54 I can see no difficulty in this direction. His Honour was merely being careful to ensure that the jury understood the elements of the offence having regard to the evidence tendered in the Crown case. His Honour, as to my mind was appropriate, was directing the jury that although there was other evidence it was not evidence that was relevant to proving a particular offence.
55 Complaint was made in relation to his Honour's directions with respect to the third occasion - the attempt of sexual intercourse count. His Honour gave the jury an illustration of an "attempt" by reference to a hypothetical event totally removed from the case. His Honour then said:
"In this case the complainant said that this time she screamed when the accused placed his penis at her vagina because it hurt so much and that intervening reaction the Crown says caused it to be an attempt and not a completed criminal act."
56 It was submitted that by referring to the complainant's evidence his Honour unfairly bolstered the Crown case. I reject this submission. By referring to the evidence his Honour assisted the jury in obtaining an accurate understanding of the manner in which the Crown alleged that the actions of the appellant constituted a relevant element in the offence.
57 After giving the jury general directions his Honour turned to consider the evidence in both the Crown case and the case of the appellant. Complaint was made that his Honour spent excessive time summarising the evidence of the complainant when he said he had gone through the videos "as carefully as I can" and had selected matters relevant to each of the four occasions referred to in the indictment. His Honour undertook this task in order to assist the jury. It was submitted that this was illegitimate because it put his Honour's imprimatur on the facts. To my mind this submission should be rejected. All that his Honour was doing was ensuring that the jury was reminded of the evidence relevant to each charge.
58 Complaint was also made that his Honour's summary of the appellant's evidence occupied only a short time. However, this was inevitable. The appellant's case was itself brief consisting of a denial of every allegation made by the complainant.
59 After inviting the jury to retire to consider its verdict his Honour, in the usual manner, invited counsel to raise any matter of concern.
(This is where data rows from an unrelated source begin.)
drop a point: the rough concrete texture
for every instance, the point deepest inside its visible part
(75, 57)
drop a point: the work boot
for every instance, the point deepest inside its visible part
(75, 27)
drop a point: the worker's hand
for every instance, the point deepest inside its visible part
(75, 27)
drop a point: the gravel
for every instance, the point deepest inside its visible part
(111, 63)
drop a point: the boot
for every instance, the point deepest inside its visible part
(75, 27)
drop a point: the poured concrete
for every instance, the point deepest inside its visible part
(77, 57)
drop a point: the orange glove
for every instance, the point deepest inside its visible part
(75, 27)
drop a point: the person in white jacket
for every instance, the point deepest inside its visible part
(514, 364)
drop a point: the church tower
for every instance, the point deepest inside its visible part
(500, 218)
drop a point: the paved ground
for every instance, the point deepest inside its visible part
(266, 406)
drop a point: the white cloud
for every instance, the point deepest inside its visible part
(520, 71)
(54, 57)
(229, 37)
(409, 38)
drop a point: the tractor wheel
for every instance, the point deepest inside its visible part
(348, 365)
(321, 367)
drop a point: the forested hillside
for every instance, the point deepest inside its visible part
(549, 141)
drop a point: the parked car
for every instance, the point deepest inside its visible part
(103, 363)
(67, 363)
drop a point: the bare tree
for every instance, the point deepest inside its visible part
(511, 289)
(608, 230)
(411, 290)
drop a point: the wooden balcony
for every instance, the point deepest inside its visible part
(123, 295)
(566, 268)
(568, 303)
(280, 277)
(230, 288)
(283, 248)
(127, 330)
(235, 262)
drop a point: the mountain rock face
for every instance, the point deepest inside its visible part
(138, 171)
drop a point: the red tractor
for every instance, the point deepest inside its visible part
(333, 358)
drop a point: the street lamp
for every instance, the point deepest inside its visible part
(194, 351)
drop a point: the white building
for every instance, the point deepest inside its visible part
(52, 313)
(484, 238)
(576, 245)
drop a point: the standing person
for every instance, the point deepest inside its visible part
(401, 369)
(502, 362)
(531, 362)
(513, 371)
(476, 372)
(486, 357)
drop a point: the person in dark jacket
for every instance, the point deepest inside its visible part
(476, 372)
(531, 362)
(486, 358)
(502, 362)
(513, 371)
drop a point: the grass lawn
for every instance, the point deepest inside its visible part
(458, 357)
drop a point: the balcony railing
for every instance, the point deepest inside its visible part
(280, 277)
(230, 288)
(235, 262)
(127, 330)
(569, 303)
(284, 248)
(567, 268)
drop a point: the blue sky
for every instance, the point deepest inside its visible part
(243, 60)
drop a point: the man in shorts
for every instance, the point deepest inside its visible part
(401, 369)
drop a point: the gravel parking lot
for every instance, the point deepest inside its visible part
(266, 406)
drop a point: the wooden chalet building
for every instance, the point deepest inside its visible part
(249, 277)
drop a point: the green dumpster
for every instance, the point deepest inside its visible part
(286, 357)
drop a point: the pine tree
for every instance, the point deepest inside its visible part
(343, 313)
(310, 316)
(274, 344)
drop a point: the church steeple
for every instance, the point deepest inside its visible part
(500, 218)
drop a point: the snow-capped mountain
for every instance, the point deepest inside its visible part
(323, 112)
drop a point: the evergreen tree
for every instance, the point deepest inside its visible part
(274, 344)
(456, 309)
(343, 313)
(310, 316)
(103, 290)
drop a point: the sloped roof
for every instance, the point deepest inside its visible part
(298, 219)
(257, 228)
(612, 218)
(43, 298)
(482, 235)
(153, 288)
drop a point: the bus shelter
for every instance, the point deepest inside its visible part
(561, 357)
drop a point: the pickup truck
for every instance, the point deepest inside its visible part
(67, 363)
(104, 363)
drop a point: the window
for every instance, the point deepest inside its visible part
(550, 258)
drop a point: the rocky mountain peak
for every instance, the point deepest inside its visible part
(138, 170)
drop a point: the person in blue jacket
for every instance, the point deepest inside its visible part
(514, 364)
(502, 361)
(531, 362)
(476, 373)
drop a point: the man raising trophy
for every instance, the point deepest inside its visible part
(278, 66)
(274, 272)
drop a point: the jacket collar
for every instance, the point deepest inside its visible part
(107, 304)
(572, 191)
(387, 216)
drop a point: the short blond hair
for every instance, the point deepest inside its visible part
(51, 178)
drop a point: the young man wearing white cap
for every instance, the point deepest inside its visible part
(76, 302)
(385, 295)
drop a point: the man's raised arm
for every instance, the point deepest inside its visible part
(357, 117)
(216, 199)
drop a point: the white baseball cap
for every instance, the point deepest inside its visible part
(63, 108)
Some matters were raised and his Honour gave further directions to the jury during which he said "bear in mind any of the other warnings I have given you … ." It was submitted that his Honour should have said "all of the warnings." This submission is without substance. His Honour clearly invited the jury to consider all of the warnings which he had given.
60 Finally, complaint is made about a direction recorded in the following terms:
"You would have to inspect her evidence with great particularity before you accepted it or before, having accepted it, it would raise in your mind a satisfaction beyond a reasonable doubt."
61 If this is an accurate record of the direction the language used was not elegant. However, having regard to the whole of the summing up I am not satisfied it would have caused any difficulty. The jury were being instructed to consider the complainant's evidence with great care and, only if satisfied of the elements of the offence beyond reasonable doubt, return a guilty verdict.
62 Although his Honour invited counsel to raise any matter of concern in relation to the summing up there was no suggestion of the problems now raised under the first ground of appeal. Other matters were referred to and his Honour gave further directions. In these circumstances r 4 applies. It is apparent that counsel at the trial was not concerned about any lack of balance or objectivity in his Honour's summing up. To my mind, having regard to both the particular directions identified by the appellant and, more importantly those directions in the context of the entire summing up the complaints which the appellant now makes are without justification. I would refuse leave in relation to ground 1 of the appeal.